今となってはオリンパスの名もカメラメーカーとしては無くなり、それと同時にこのPEN-Fも一代で幕を閉じることになる。そういう意味では、もともと後継シリーズを考えたモデルというより、最初で最後のメモリアルモデルとして開発されたカメラなのかもしれない。
最初で最後のモデルだったからか、とにかくその作り込みの美しさは呆れるほどの高いレベルにある。そのこだわりようはちょっと神がかり的で、その外観にはビスのひとつすら見られない。
ファインダーまわりの造形、バリアングルモニターを閉じた時の貼り革の仕様、コダクロームを意識したプロファイル。
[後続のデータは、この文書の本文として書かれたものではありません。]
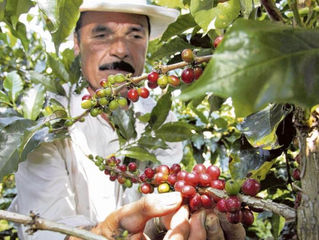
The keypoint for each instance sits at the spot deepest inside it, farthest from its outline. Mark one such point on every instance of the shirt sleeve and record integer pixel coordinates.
(44, 187)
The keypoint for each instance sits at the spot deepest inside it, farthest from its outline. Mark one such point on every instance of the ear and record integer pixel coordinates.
(76, 47)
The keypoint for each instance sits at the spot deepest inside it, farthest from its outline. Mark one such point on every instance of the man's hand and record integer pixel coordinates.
(202, 225)
(133, 217)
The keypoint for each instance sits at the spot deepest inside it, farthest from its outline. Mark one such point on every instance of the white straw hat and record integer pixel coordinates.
(160, 17)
ここまでやってしまうと当然コストにも跳ね返ったであろうことは容易に想像がつき、実際マイクロフォーサーズとしてはかなり高価な製品であったと思う。
その価格帯であればAPS-Cやフルサイズの他製品も視野に入ることから、正直このカメラは売り上げとしては苦戦したと思う。
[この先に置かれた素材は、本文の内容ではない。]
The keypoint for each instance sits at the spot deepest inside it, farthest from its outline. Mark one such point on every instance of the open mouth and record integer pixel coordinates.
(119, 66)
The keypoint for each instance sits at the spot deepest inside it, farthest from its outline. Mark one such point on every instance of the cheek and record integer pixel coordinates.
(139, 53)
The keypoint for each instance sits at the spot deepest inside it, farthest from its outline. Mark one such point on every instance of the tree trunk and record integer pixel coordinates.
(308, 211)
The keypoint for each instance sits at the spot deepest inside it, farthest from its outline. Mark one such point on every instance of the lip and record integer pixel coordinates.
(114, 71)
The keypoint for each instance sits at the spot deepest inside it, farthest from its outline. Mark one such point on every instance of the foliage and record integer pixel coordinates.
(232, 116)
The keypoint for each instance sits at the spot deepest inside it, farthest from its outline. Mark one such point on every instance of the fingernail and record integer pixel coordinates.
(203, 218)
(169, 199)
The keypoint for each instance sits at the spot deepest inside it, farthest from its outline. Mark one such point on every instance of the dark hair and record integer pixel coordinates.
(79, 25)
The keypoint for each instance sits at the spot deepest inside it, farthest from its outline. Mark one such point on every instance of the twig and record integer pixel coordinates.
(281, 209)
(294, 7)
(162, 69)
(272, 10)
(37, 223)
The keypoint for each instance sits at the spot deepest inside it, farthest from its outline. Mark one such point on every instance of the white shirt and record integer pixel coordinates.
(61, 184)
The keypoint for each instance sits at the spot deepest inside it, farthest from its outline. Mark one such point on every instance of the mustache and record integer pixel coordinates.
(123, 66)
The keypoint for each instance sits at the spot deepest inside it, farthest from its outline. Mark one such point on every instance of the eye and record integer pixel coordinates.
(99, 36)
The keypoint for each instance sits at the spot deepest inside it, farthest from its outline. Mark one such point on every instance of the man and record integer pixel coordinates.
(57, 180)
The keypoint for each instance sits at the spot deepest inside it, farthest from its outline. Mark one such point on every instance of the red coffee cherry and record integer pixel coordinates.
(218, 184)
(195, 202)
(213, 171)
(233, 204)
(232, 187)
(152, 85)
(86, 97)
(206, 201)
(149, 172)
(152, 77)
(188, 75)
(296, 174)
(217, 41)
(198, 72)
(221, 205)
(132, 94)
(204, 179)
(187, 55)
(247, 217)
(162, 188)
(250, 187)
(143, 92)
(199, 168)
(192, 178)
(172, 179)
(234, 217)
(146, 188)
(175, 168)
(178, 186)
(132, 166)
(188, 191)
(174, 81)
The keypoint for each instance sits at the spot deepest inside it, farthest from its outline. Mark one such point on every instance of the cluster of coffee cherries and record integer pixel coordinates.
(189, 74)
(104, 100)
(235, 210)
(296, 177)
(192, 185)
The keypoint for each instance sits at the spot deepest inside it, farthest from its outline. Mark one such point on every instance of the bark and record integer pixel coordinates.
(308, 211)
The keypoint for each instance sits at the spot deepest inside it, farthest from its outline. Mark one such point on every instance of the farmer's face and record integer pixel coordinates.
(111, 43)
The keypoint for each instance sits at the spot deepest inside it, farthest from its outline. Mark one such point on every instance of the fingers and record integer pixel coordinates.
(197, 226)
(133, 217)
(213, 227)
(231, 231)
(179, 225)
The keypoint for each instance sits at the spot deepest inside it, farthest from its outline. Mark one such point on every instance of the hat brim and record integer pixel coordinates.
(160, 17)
けれど、僕なんかはそのある意味クレイジーなカメラづくりに魅せられたわけである。マーケティング的には売れるカメラが良いカメラなのかもしれないけど、PEN-Fはもっと突き抜けた「人々を魅了するカメラ」をめざし、挑戦したんだと思う。80周年のメモリアルモデルでなければ、おそらく製品化までこぎつけることは難しかったのではないだろうか。
そんな「大多数の人にウケるカメラとは異なる製品」を出したことが、オリンパスのカメラ事業の首を絞めたかもしれない。けれど、その突き抜けた挑戦があったことで、僕はいまだに愛着を持ち続けるカメラに出会うことができたとも言える。
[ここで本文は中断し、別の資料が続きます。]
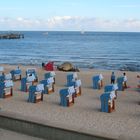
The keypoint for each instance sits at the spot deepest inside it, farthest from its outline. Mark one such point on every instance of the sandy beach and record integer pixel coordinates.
(85, 114)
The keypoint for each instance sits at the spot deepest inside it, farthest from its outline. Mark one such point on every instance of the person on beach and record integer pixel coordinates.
(125, 80)
(113, 78)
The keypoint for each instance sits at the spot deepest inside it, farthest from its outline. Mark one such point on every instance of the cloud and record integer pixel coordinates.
(128, 6)
(70, 23)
僕個人的には、継承ブランドのOMデジタルソリューションズにPEN-Fの後継機を望んではいない。PEN-Fとはこのモデルが唯一無二であり、OMデジタルソリューションズの今後のカメラはもっと未来を指向した製品開発をめざせばいいんじゃないかと思ってる。
願わくば、このPEN-Fの修理体制が末永く続けば、それが最も望ましいメモリアルモデルの在り方じゃないかな。
というわけで、このPEN-Fをいま手にしようと思えば、もうほぼ中古モデルを手に入れるしか方法はない。そこまでして2016年登場の古きデジカメを手にする必要があるのかといえば、これはもうその人の価値観次第だ。
ただ、間違いなく言えるのは、手に持った時の言いようのない満足感もまた、唯一無二だということ。じぶんのこだわりを投影できるカメラで写真を撮ることもまた、高揚感を得る趣味カメラの在り方ではないかと思っている。